Conversely, if the old state is State 2, the reason code of the
management frame does not conflict with the old state. Then, the
state determination module 120 determines the new state according
to the management frame.
[0049] FIG. 6 is a schematic diagram of a method for identifying
management frames of an exemplary embodiment of the present
invention.
[0050] In step S600, the receiving module 110 of the first wireless
device 100 receives a management frame. A source MAC address of the
management frame is the MAC address of the second wireless device
200. In the exemplary embodiment, the management frame is the
management frame 1000 of FIG. 1. That is, the management frame may
be a disassociation frame or deauthentication frame.
[0051] In the exemplary embodiment, if the management frame is
transmitted from the second wireless device 200, the second
wireless device 200 will determine that the state between the first
wireless device 100 and the second wireless device 200 is changed
from an old state to a new state. In this embodiment, if the
management frame is a disassociation frame, the new state is State
2. If the management frame is a deauthentication frame, the new
state is State 1.
[0052] Conversely, if the management frame is transmitted from the
attacking device 300 instead of the second wireless device 200, the
second wireless device 200 will consider the state between the
first wireless device 100 and the second wireless device 200 is
still the old state.
[0053] In step S602, the state determination module 120 of the
first wireless device 100 determines the new state according to the
management frame. In the exemplary embodiment, if the management
frame is a disassociation frame, the new state is State 2. If the
management frame is a deauthentication frame, the new state is
State 1.
[0054] In step S604, the transmitting module 130 of the first
wireless device 100 transmits a class frame to an expected source
device according to the new state. A class of the class frame is
higher than that of a frame corresponding to the new state. The
expected source device is the second wireless device 200, so a MAC
address of the expected source device is the same as the source MAC
address of the management frame. In the exemplary embodiment, if
the new state is State 2, the class of the class frame is Class 3.
If the new state is State 1, the class of the class frame is Class
2 or Class 3.
[0055] In the exemplary embodiment, if the management frame is
transmitted from the second wireless device 200, the second
wireless device 200 will receive the class frame in the new state.

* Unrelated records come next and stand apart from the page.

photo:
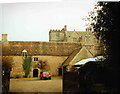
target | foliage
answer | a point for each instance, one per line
(26, 65)
(104, 20)
(7, 62)
(43, 65)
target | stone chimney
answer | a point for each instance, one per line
(65, 27)
(4, 37)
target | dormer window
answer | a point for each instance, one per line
(24, 53)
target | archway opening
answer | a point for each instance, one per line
(59, 71)
(35, 73)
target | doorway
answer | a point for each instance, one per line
(35, 73)
(59, 71)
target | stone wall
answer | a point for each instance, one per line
(54, 63)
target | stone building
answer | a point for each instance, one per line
(64, 48)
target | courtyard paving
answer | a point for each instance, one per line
(36, 85)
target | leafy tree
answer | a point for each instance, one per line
(104, 20)
(26, 65)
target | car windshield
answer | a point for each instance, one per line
(45, 73)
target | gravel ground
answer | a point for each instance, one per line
(36, 85)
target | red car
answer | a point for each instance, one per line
(45, 75)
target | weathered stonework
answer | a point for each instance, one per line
(65, 48)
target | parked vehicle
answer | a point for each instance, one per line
(45, 75)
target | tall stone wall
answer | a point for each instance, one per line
(15, 48)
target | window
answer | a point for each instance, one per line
(35, 59)
(24, 53)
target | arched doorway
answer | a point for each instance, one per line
(59, 71)
(35, 73)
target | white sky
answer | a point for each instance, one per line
(27, 21)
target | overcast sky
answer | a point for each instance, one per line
(31, 21)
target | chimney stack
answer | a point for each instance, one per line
(4, 37)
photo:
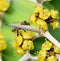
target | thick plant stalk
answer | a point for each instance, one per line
(51, 38)
(28, 56)
(0, 56)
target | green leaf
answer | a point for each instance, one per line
(20, 10)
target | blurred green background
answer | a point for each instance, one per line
(21, 10)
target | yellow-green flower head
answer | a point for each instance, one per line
(2, 45)
(1, 36)
(54, 14)
(33, 19)
(42, 24)
(27, 34)
(20, 51)
(18, 41)
(45, 14)
(52, 58)
(4, 5)
(42, 55)
(56, 49)
(46, 45)
(55, 24)
(38, 9)
(48, 0)
(28, 45)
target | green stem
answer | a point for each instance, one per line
(0, 56)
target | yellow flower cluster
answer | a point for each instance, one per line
(48, 52)
(23, 41)
(2, 43)
(4, 5)
(42, 17)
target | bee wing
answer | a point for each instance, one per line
(25, 27)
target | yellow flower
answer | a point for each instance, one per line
(46, 45)
(18, 41)
(1, 36)
(51, 58)
(28, 45)
(20, 51)
(54, 14)
(25, 45)
(42, 55)
(48, 0)
(38, 9)
(27, 34)
(2, 44)
(56, 49)
(55, 24)
(4, 5)
(42, 24)
(45, 14)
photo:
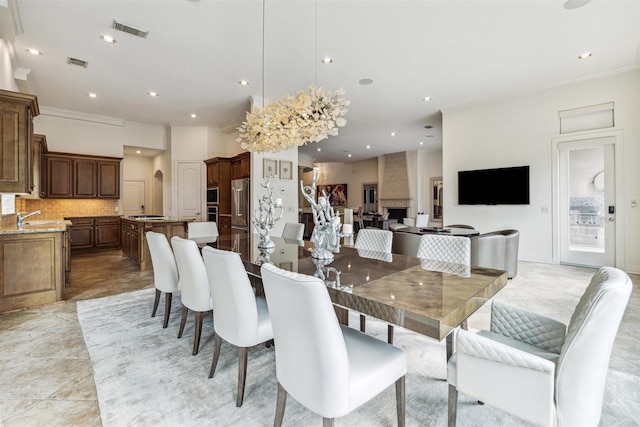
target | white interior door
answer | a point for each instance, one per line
(134, 196)
(190, 189)
(587, 202)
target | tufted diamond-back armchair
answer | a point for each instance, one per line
(528, 366)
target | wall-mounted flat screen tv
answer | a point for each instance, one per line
(503, 186)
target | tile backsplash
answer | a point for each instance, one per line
(61, 208)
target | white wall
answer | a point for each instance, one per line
(519, 131)
(140, 168)
(354, 174)
(72, 135)
(7, 82)
(422, 165)
(285, 189)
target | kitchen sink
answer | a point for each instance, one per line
(43, 222)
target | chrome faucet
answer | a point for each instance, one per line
(21, 218)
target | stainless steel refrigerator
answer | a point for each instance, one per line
(240, 204)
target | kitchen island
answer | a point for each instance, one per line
(134, 241)
(34, 261)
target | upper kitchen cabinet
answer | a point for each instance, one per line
(17, 111)
(241, 166)
(82, 177)
(218, 171)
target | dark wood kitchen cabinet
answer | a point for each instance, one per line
(72, 176)
(91, 233)
(241, 166)
(17, 111)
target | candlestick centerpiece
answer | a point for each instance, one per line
(265, 218)
(326, 233)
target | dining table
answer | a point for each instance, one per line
(431, 298)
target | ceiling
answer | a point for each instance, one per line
(457, 53)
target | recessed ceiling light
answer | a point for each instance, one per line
(108, 39)
(574, 4)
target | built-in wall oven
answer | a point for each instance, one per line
(212, 213)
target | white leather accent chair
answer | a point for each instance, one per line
(528, 366)
(405, 243)
(165, 272)
(293, 231)
(202, 232)
(411, 222)
(193, 284)
(422, 220)
(468, 227)
(239, 317)
(397, 226)
(452, 250)
(327, 367)
(374, 240)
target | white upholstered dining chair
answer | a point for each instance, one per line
(452, 250)
(293, 231)
(422, 220)
(194, 285)
(528, 366)
(165, 272)
(239, 317)
(374, 240)
(327, 367)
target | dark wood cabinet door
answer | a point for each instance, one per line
(82, 237)
(109, 179)
(107, 231)
(107, 236)
(16, 141)
(84, 185)
(245, 166)
(59, 172)
(213, 174)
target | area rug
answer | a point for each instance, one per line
(146, 376)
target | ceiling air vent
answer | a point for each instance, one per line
(129, 29)
(78, 62)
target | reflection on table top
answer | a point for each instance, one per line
(447, 231)
(397, 288)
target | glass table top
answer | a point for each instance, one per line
(428, 297)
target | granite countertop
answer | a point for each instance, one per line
(92, 216)
(37, 226)
(160, 219)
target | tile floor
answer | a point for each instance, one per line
(45, 371)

According to the IEEE 802.11 standard, the second wireless device
200 must send back an expected frame to the first wireless device
100. A type of the expected frame is the same as that of the
management frame. For example, if receiving a frame of Class 3 in
State 2, the second wireless device 200 sends back a disassociation
frame to the first wireless device 100. If receiving a frame of
Class 2 or Class 3 in State 1, the second wireless device 200 sends
back a deauthentication frame to the first wireless device 100.
[0056] Conversely, if the management frame is not transmitted from
the second wireless device 200, the second wireless device 200 will
receive the class frame in the old state, and does not send back
the expected frame to the first wireless device 100.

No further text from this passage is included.